Moreover, because of the risks of CRS and neurologic toxicities, this agent is only available under a Risk Evaluation and Mitigation Strategy (REMS), called the Tecvayli REMS.
Health care facilities need to have an Authorized Representative, and all prescribers must be enrolled in the REMS program and take a knowledge assessment. Moreover, Authorized Representatives must generate a REMs dispense authorization for each dose, and these records should be maintained indefinitely.
REMS does not require hospitalization, however patients must be monitored for 48 hours following each step up dose on days 1 and 4, and after the first dull treatment dose on day 7. Patients will also need to be given a wallet card prior to their first treatment.
Belantamab mafodotin was removed from the US market in November 22, 2022. Following findings from the phase 3 DREAMM-3 trial (NCT04162210), which showed that the agent did not meet its primary end point of PFS. 15,16
However, belantamab mafodotin is still available via compassionate use, and RNs and APPs should therefore be aware that the agent is associated with keratopathy. Patients receiving this agent should undergo ophthalmic exams at baseline, prior to each dose, and promptly thereafter if symptoms, including rye eye, blurred vision, or more, occur. Patients should also be counseled to use preservative-free lubricant eye drops and avoid contact lenses unless directed by an ophthalmologist. She stressed that prophylactic steroid eye drops will not prevent or reduce the risk of keratopathy. If keratopathy occurs, treatment should be held until improvement. Treatment may be resumed, or permanently discontinued based on severity.

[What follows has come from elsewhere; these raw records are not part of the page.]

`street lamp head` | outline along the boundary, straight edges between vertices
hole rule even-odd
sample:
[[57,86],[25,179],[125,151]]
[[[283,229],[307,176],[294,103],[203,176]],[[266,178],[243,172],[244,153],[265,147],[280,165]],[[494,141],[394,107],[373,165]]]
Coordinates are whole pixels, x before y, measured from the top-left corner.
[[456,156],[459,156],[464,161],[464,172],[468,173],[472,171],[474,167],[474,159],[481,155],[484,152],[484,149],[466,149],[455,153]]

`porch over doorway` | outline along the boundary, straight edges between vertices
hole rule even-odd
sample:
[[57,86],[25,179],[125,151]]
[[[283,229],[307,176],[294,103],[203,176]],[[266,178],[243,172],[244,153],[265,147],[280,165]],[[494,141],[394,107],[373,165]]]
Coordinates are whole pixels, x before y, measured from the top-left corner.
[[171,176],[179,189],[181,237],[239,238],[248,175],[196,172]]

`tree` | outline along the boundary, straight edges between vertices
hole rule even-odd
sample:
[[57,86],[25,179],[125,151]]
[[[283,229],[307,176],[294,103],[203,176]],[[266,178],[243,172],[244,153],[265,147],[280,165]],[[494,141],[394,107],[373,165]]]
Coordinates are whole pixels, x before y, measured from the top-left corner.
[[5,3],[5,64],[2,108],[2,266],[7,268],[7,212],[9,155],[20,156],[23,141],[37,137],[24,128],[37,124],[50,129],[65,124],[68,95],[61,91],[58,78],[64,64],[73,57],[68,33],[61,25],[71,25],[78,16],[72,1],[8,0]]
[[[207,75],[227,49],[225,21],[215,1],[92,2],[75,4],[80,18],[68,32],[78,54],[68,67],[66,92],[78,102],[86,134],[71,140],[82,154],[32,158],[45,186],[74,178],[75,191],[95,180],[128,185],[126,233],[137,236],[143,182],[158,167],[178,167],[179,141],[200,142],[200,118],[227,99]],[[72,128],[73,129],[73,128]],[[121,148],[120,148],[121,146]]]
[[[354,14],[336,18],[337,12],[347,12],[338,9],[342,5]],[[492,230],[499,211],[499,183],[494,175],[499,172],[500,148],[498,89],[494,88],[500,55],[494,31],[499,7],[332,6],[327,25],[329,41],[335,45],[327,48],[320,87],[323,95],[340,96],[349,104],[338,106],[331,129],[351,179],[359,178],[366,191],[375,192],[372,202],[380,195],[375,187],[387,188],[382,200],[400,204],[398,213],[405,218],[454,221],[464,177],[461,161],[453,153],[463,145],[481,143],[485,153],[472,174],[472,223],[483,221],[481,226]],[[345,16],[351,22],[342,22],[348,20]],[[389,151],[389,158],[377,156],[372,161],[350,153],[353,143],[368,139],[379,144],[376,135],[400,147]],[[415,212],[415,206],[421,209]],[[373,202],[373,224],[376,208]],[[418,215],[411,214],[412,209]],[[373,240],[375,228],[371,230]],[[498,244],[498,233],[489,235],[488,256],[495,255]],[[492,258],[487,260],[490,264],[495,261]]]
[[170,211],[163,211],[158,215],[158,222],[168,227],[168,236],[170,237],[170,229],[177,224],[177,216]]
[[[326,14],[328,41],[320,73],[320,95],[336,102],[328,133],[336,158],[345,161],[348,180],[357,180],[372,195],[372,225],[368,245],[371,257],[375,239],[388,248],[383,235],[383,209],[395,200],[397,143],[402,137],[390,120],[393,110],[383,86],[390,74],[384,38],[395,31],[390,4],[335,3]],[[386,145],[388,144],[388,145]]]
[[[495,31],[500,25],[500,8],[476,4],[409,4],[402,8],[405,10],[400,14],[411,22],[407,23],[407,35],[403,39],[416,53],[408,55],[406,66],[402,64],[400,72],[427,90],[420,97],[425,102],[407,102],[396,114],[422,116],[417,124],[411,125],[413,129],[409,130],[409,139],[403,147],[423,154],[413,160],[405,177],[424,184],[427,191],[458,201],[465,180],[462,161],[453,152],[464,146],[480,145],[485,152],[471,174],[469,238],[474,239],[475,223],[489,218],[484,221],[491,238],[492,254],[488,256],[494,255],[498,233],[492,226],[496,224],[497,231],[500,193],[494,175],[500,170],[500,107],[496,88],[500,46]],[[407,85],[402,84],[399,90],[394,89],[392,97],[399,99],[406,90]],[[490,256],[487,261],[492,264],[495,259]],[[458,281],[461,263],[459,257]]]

Research is still ongoing, and belantamab mafodotin is being investigated in combination with numerous other regimens.
“So more to come on this agent. [We will see] if it comes back around,” Maples concluded.
Editor’s Note: Maples has served as a consultant for Pfizer, and discusses off-label and non-FDA approved medications. Her slides on lymphoma updates were co-created with her colleague Aseala Abousand, PharmD, BCOP.